After my seismic career
By Andrew Selsky

 

It was winter in 1984 in Jackson Hole, where I was living and trying to keep my career in journalism alive. I was a freelance correspondent for the Casper Star-Tribune, Wyoming's biggest-circulation daily.

Unlike work for seismic oil exploration crews, which I had done off and on for the past two years in Wyoming, Montana and Texas, freelance journalism in Jackson didn't pay much.

I sometimes had to supplement my income by getting minimum-wage day jobs through the Wyoming Employment Commission. One day I was hired to chip ice from the parking lot of a small shopping center on North Cache Street. I was given a long-handled implement with a blade on the end to break up the inch-think ice and crusted snow on the parking lot. I was working in front of a shop when I saw Gary Rossington walk from the parking lot, heading for the shop. He came right past me.

I had read in a one-paragraph entry in Rolling Stone magazine that Gary was living in Wyoming with his new wife and "chopping wood," I guess a reference to him being some kind of mountain man. I think I had learned by the time Gary came walking past me that he was living in Jackson Hole.

As he came walking past I introduced myself as a correspondent for the Star-Tribune, and asked if I could interview him.

"Sure," he said. He didn't blink an eye that some guy with an ice-breaking tool standing in front of a shop was claiming to be a reporter. He said I could come by his house on the Elk Refuge, just outside town.

I called my editor in Casper, and asked if he'd be interested in a story. I was a Lynyrd Skynyrd fan from way back. I distinctly remember driving from Virginia Tech to Washington one autumn morning with my girlfriend when a DJ on the radio said the band's plane had crashed the previous evening, and played Skynyrd music as a tribute.

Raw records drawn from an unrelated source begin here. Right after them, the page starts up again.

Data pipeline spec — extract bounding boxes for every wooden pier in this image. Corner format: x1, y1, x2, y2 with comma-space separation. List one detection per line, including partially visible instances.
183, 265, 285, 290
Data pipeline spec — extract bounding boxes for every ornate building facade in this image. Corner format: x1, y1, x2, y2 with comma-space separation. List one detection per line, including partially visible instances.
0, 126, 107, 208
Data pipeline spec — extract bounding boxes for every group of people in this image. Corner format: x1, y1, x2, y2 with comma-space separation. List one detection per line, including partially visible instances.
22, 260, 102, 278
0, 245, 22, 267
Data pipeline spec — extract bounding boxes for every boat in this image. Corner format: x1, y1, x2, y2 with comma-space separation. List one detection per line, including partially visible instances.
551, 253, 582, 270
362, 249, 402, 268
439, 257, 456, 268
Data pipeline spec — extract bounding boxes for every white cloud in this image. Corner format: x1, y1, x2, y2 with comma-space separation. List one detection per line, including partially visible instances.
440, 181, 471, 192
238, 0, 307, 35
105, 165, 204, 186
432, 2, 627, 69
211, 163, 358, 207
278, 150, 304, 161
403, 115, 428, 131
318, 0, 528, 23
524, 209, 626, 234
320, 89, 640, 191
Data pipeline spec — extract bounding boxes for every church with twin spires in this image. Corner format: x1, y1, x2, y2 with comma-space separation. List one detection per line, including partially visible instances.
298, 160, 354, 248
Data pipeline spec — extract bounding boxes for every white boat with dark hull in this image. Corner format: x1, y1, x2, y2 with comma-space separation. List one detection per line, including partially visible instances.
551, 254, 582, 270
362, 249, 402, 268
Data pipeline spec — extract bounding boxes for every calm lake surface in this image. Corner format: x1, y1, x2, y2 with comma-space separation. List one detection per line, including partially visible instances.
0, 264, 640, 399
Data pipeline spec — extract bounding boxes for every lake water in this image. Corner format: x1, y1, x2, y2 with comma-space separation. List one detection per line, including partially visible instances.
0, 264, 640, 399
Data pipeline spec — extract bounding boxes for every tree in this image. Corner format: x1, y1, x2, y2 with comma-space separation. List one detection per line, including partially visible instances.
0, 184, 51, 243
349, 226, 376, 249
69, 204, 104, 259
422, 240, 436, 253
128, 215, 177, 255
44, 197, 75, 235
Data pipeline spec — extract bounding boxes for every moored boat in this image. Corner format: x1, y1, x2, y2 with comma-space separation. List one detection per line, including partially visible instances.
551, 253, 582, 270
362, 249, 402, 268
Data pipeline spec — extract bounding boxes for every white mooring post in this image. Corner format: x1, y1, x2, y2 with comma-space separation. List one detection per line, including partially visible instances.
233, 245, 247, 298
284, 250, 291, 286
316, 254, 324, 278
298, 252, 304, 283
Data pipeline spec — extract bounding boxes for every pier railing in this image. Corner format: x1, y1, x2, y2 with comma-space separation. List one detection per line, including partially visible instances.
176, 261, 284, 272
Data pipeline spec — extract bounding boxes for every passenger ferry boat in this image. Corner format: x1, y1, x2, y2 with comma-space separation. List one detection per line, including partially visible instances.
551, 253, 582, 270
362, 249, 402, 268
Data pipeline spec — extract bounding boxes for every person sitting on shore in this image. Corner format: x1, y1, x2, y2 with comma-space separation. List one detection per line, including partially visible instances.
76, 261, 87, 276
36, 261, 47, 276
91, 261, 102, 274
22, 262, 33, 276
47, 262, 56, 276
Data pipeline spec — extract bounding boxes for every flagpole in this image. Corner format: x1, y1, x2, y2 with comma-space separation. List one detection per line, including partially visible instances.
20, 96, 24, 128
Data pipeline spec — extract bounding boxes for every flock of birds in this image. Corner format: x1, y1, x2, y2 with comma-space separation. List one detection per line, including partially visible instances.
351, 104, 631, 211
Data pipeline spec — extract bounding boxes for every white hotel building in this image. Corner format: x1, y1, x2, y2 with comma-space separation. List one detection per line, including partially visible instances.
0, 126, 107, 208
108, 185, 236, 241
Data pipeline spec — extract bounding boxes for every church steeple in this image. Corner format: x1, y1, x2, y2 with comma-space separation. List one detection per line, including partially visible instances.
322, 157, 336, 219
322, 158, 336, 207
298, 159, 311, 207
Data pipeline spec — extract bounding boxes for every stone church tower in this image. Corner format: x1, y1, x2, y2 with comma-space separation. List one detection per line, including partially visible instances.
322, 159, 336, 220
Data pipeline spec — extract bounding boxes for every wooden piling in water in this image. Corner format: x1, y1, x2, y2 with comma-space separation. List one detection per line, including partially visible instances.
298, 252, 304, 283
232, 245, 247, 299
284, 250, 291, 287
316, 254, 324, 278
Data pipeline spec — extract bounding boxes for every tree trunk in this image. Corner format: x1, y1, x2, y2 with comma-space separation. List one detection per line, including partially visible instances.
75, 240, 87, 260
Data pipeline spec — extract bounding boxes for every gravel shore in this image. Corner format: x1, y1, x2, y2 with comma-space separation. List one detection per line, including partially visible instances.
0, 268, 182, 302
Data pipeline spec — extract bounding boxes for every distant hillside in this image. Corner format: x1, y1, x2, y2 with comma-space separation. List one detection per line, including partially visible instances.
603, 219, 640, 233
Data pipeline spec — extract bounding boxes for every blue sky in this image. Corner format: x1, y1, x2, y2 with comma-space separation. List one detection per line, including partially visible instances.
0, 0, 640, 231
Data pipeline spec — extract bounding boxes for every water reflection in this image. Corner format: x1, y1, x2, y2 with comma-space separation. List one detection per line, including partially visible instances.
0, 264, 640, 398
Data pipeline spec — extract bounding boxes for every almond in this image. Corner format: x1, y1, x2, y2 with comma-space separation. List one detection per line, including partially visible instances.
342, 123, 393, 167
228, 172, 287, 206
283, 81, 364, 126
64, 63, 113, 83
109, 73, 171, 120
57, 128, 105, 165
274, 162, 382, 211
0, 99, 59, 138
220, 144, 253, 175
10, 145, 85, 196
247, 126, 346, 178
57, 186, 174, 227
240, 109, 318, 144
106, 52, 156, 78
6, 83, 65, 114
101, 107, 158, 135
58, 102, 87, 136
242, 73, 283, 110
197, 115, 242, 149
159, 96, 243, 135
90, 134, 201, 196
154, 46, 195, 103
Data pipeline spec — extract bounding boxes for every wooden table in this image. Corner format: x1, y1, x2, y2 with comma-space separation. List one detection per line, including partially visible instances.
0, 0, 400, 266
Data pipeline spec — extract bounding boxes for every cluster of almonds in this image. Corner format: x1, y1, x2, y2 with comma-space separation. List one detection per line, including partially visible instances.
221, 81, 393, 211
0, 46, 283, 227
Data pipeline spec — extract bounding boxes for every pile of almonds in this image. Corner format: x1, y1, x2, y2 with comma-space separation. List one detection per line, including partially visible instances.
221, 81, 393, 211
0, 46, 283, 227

My editor said he doubted Gary would consent to an interview.

"These stars, they don't want to be bothered and want to be left alone," he said.

I told him that Gary had already agreed.

I was pretty broke back then and didn't even have a car. A friend gave me a ride to Gary's log cabin on the Elk Refuge. Gary and his wife Dale were extremely gracious. This was the first famous person I had interviewed, except for Texas Gov. Bill Clements back when I was a reporter for the Cleburne Times-Review, near Fort Worth.

After the interview, I took a photograph of Gary, Dale and their baby daughter in front of their cabin. Being Jackson in winter it, of course, was a cold day. They put on their coats and a hooded one on their cute daughter Mary.

I didn't have a way to get back to town, so Gary said he'd be happy to drive me. We climbed into his pickup truck and the tires went crunching over snow as we drove into Jackson. He and Dale are genuinely nice people.

The story and picture wound up on the front page of the Star-Tribune's Wyoming section in the Sunday edition. You can see it here:

http://www.geocities.com/aceserve2001/Rossington.pdf

It's got one mistake. The plane crash happened in Mississippi, not Louisiana (their destination was Baton Rouge, La.). But I wrote my story in the pre-Internet age, back in the stone ages, when information was not readily available. Certainly the Teton County Library didn't have anything on the plane crash.

Gary was willing to talk about almost anything...his rock 'n' roll life, living in Wyoming, but not the crash. It was still too painful to discuss. He lost some good friends that day in 1977, and this was just six-and-a-half years later.